Conteúdo investigado: Em vídeo postado no Facebook pelo portal britânico MW3.News, uma narração em voice-over acusa o presidente do Tribunal Superior Eleitoral (TSE), ministro Alexandre de Moraes, de ter instaurado uma “ditadura” no Brasil e forçado os cidadãos a aceitar a vitória de Lula nas eleições presidenciais de 2022. A gravação alega haver um conluio entre Moraes, Lula e uma organização criminosa internacional. O conteúdo diz também ter havido fraudes no pleito presidencial e que Moraes determinou a prisão de todos os indígenas que o critiquem. O vídeo mostra cenas dos atos de violência cometidos por bolsonaristas em Brasília, em 12 de dezembro, e os atribui a extremistas de esquerda infiltrados nos protestos de aliados do presidente Jair Bolsonaro (PL).

Onde foi publicado: Twitter.

Conclusão do Comprova: Com três minutos de duração, o vídeo traz uma série de alegações falsas, muitas das quais já foram verificadas pelo Projeto Comprova e outros veículos de checagem de informações. A principal é a de que o Brasil está sob uma ditadura imposta por Moraes, que atuaria em conluio com Lula e uma organização criminosa internacional. Os brasileiros, menciona o vídeo, teriam sido obrigados pelo TSE a aceitar a vitória do petista nas urnas, que teriam sido fraudadas. Essa premissa é falsa.

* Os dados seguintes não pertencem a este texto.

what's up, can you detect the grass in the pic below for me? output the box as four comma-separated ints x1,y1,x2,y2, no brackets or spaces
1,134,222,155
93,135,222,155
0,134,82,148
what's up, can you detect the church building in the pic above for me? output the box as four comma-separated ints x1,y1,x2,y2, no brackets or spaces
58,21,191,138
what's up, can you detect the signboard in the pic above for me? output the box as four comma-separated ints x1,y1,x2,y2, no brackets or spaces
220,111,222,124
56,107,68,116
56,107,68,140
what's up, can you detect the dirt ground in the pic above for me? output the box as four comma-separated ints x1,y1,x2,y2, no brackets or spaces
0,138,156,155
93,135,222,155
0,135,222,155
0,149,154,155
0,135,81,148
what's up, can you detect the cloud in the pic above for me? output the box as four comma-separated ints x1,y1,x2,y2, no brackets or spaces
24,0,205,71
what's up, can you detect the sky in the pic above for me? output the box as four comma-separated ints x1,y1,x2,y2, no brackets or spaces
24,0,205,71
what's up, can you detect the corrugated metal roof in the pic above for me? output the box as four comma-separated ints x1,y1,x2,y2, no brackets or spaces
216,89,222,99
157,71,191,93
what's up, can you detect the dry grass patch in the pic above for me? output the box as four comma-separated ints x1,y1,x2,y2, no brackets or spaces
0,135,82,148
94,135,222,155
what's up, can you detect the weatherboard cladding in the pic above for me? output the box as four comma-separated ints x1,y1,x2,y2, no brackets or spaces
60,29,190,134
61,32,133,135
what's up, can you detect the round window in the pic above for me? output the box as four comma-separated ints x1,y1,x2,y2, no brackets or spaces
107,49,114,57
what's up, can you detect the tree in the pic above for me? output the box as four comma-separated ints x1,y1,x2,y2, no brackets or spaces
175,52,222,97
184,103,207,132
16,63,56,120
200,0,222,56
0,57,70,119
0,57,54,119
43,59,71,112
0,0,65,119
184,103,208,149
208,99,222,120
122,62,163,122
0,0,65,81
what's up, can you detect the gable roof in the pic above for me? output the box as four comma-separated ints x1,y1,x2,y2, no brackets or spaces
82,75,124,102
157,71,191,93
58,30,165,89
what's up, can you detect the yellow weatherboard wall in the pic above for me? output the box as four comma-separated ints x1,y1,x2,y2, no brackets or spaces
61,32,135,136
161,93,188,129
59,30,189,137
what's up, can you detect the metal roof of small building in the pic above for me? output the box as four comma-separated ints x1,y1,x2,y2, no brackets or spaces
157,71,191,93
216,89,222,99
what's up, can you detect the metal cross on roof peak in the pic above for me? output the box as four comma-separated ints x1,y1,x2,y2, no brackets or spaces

O Brasil não é acusado por nenhum organismo nacional nem internacional de rompimento da ordem constitucional democrática. Tampouco houve denúncias fundamentadas de irregularidades nas eleições de 2022, informou o TSE. No vídeo, não são apresentadas provas. Lula foi eleito presidente com 50,9% dos votos válidos, contra 49,1% de Jair Bolsonaro , no segundo turno, em 30 de outubro.

Esse resultado foi acatado pelos três Poderes e avalizado por órgãos de controle, organismos do país e do exterior, e várias nações. O Tribunal de Contas da União (TCU) reiterou que não houve fraudes nas urnas. A alegação de que Moraes determinou a prisão de “todos os indígenas” críticos a suas decisões não tem fundamento . O Supremo Tribunal Federal (STF) ordenou a prisão preventiva por 10 dias do cacique José Acácio Serere Xavante, a pedido da Procuradoria-Geral da República (PGR), por ter liderado atos antidemocráticos em Brasília (DF). Mas o STF afirma não ter determinado outras detenções de indígenas .

Verificações anteriores permitem concluir que o vídeo traz uma compilação de desinformações compartilhadas pelas redes sociais desde 30 de outubro. Uma delas é a de que Lula é um condenado, eleito de forma fraudulenta. Suas condenações, entretanto, foram derrubadas por decisões tomadas pelo STF em 2021. Vinculações de Lula e de Alexandre de Moraes ao crime organizado internacional surgiram em posts ao longo deste ano e foram considerados como boatos pelo Comprova.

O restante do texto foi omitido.